New York had won 12 straight postseason games, and they’d built a 14-point lead in the fourth quarter of Game 2 of the NBA Finals. But in a flurry of blocked shots, steals and Victor Wembanyama buckets, that lead evaporated. It was a tie game with 10 seconds left, and the San Antonio Spurs had all the momentum—and the basketball.
Then, the Knicks were granted one more miracle.
This one came in the form of a shocking Wembanyama blunder. Hurrying up the court, he threw a pass upcourt to a teammate who wasn’t watching, hitting him in the back. And when the ball rolled loose, Knicks superstar Jalen Brunson pounced.
“I threw that one away,” Wembanyama lamented. “I messed up.”
Brunson snatched up the ball, drew a foul and made a free throw. And when Wembanyama rose up for a would-be game-winner on the other end moments later, it bounced off the rim. The Knicks won, 105-104, and suddenly the entire complexion of the Finals had changed.
Not only was the winning streak alive—the championship that the Knicks have waited 53 years for now seemed within their grasp.

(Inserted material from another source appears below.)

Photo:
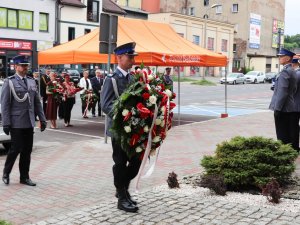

“It’s an amazing feeling as a coach, to know how mentally tough your team is no matter what the situation is,” said New York coach Mike Brown. “To see them continue to fight. And fight. And fight. And fight.”
The Knicks, of course, aren’t celebrating a 2-0 series lead. The only festivities Brunson had planned for the contest’s transition back to New York was a practice session to correct the team’s mistakes.
But New Yorkers have already started the party. Car horns blared in the streets of Manhattan, more than 1,500 miles away from south Texas, and fans mobbed the avenues outside Madison Square Garden nearly 72 hours before Game 3 tips off on the Knicks’ home court.
And while the team’s official line is that there’s work left to do, one of the Knicks’ unofficial ambassadors told a different story deep in the Spurs’ arena on Friday night.
“It’s looking good, it’s looking good,” a giddy Timothée Chalamet told The Wall Street Journal. “It’s looking like we got this.”
Chalamet isn’t wrong. Home-court advantage is such a massive factor in playoff basketball that only two other teams in NBA history—Michael Jordan’s 1993 Chicago Bulls and Hakeem Olajuwon’s 1995 Houston Rockets—have ever pulled off the feat of winning the first two games of the Finals in their opponent’s arena. Both of them went on to wrap up the championship, and Knicks fans are counting on being the third. The cheapest ticket prices for Game 4 at the Garden—the earliest possible clincher—have skyrocketed past $13,000 on StubHub, making it one of the most expensive evenings in sports history.
The Knicks don’t have to count on historical precedent or their supporters’ sky-high spirits to carry them through, though. That’s because they seem to have done something almost as uncommon as winning a championship. They’ve found a solution for Wembanyama.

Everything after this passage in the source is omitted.